Черты лица моей матери, всегда спокойные, мягкие и нежные, исказились: лицо её заострилось, посерело, и над глазами сдвинулись сурово её тонкие византийские брови. Я увидел, как сильно она разозлилась на меня из-за вопроса о портрете, и впервые в своей короткой жизни почувствовал укол сильного стыда.
- Это просто портрет. - Ответила мать резко, после долгого молчания. Она заметила сильный испуг на моем лице и немного смягчилась. - Не спрашивай о нем никого и никогда, ты понял меня, сын?
Я осторожно кивнул.
Вот и хорошо, - прошептала она и поцеловала меня в пшеничную копну волос.
Поздним вечером, когда весь дом потух и погрузился в сон, я слышал, как спорили мать и отец.
- Ты должен снять этот отвратительный портрет со стены и унести его из дома!!! -  громко требовала мама дрожащим голосом.- Продать, если он действительно так ценен.

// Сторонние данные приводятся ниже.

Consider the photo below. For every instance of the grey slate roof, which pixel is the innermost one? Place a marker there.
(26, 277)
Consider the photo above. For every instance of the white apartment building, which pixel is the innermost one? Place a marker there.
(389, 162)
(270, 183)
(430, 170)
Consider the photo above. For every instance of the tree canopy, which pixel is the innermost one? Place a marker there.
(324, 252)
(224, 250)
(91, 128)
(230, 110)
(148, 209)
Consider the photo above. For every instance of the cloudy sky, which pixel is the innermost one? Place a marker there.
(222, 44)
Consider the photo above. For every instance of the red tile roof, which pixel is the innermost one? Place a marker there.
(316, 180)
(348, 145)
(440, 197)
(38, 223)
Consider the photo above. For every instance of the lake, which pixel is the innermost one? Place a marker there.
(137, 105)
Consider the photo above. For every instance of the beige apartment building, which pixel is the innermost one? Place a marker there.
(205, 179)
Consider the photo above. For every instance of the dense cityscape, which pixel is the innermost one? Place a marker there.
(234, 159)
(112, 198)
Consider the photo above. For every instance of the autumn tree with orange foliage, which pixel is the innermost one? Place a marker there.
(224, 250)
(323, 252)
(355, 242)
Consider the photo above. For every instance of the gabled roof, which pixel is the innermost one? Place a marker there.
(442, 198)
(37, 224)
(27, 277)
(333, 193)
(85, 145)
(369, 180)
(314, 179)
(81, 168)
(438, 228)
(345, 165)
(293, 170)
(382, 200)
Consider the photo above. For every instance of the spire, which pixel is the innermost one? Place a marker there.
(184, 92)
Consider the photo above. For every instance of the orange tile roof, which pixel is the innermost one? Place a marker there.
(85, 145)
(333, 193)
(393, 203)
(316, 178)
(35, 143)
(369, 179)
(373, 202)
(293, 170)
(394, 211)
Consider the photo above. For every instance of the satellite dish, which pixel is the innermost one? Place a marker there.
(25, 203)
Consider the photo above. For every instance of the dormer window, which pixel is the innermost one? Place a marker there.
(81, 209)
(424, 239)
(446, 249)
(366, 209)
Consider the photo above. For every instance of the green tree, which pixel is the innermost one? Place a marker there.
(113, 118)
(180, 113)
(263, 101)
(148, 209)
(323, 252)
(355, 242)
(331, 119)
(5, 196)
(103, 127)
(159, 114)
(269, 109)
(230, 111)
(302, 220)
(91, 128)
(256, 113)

Или сжечь, если он ничего не стоит.
- Это совершенно невозможно, Оливия. - Тихо отвечал ей отец, и  в его голосе было слышно немного грусти.
- Но зачем ему висеть на самом видном месте? Почему не хранить его на чердаке, или в чулане? Зачем этой женщине надо всегда быть рядом с нами? - почти закричала она.
Отец долго молчал, а затем произнес:
- Мой отец повесил его на стену нашего дома, когда мне было столько же, сколько и Джону сейчас. Умирая, он взял с меня слово, что портрет никогда, - никогда! -  не покинет этого дома и своего места на стене.
Потом я услышал, как мама заплакала, и полночь пробила двенадцать раз.
Когда мне исполнилось семь,  отношения между моими родителями совершенно разладились, и где-то в глубине душе я всегда чувствовал, что именно портрет был в этом повинен. Я переехал жить к своей бабушке по линии матери. Впоследствии я узнал, что истинной причиной моего переезда была скоропостижная смерть мамы, но это стало известно мне намного позже.
Никто не рассказал мне об этом событии, щадя мое юное сердце.
Бабушка жила вдалеке от Лондона и лондонских предместий, и все семь лет, что я провел с ней, в её доме, под её неусыпным взглядом, были наполнены сонным благолепием английской деревни, спокойным и неспешным течением жизни. Я стал учиться живописи, и все, кто видел мои картины, говорили, что у меня недурно получается обращаться с кистью, и завязь моего таланта должна однажды превратиться в чудесный бутон мастерства.
Когда мне исполнилось семнадцать лет, бабушка отправила меня назад к отцу. И спустя два дня, как я покинул её дом, ее не стало на этом свете.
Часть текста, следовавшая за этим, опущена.